At Umbrella we appreciate the details. So we understand when our readers are into something – really into something. In this instalment of our regular Obsessions feature, Andrew Emery reveals his love for hip-hop T-shirts.


Outside a Public Enemy concert in Leeds, 1987. I’ve just been ‘taxed’ for the hat I bought from the merchandise stall inside by a group of lads who punched me for good measure. But there’s one thing they didn’t take. My pride? No, they definitely took that as I tried to weasel my way out of a beating. That’s long gone. 

What they didn’t take was the Public Enemy T-shirt I bought and was wearing over the top of another tee. The Public Enemy shirt I had on when I pushed my way to the front of the show and got my hand touched by Flavor Flav and Chuck D. A shirt that still takes pride of my place in my ever-swelling hip-hop T-shirt collection nearly 30 years later.

Being a hip-hop collector – tees, records, posters, tapes, stickers, press shots, you name it – in the UK is not easy. You’re struck by geographical limitations as all the US collectors get first dibs. You’re hampered by financial considerations as Japanese hoarders with deep pockets outbid you on eBay. But still, I plug away. Every victory seems the sweeter for the struggle. From the Luke Skyywalker T-shirt I’ve been after for 20 years to that Poor Righteous Teachers tee I didn’t know existed until I swooped and bought it recently. And I can take it on the chin when my richer best friend simply goes online and drops $400 on a rare Diamond D promo shirt I can’t quite bring myself to spend this month’s mortgage payment on. 

There’s regret, too. The T-shirts I gave away or shrank in the wash. The clear-outs to make space in poky London flats. Ones that I’d love to wear now, ones that I know would fetch a lot of money. As a hip-hop writer in the ’90s I was drowning in black XL Hanes and Fruit Of The Loom tees with crappy logos on, a time of plenty I thought would never end. And when it did, inevitably, end, I found I’d given a lot of it away. The complete range of Rawkus Records tees I was allowed to help myself to for free in their New York stockroom, the Loud Records x Helly Hansen coat of such an awful yellowness I stuffed it into a bin on Briggate in Leeds.

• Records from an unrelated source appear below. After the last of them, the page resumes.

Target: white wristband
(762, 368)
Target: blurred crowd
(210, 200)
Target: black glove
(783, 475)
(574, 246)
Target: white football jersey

When DJ Ross One published his brilliant Rap Tees book in 2015, my obsession took a new turn. There was jealousy at some of the incredible T-shirts he’d put together. There was annoyance at myself for having had some of these over the years, carelessly discarding them. And there was the pleasurable reinforcing of my collecting instinct: this book was proof that not only was I not alone, I was right. I even felt, with some justification, that the book would have been a smidgen better if they’d borrowed some of my shirts. And my Rap-A-Lot Records game is very, very strong. Ross One’s book has increased the clamour for rare tees, sent bids on eBay through the roof, but I’m still hanging in there. Nothing gets thrown out anymore. Time to find a bigger house.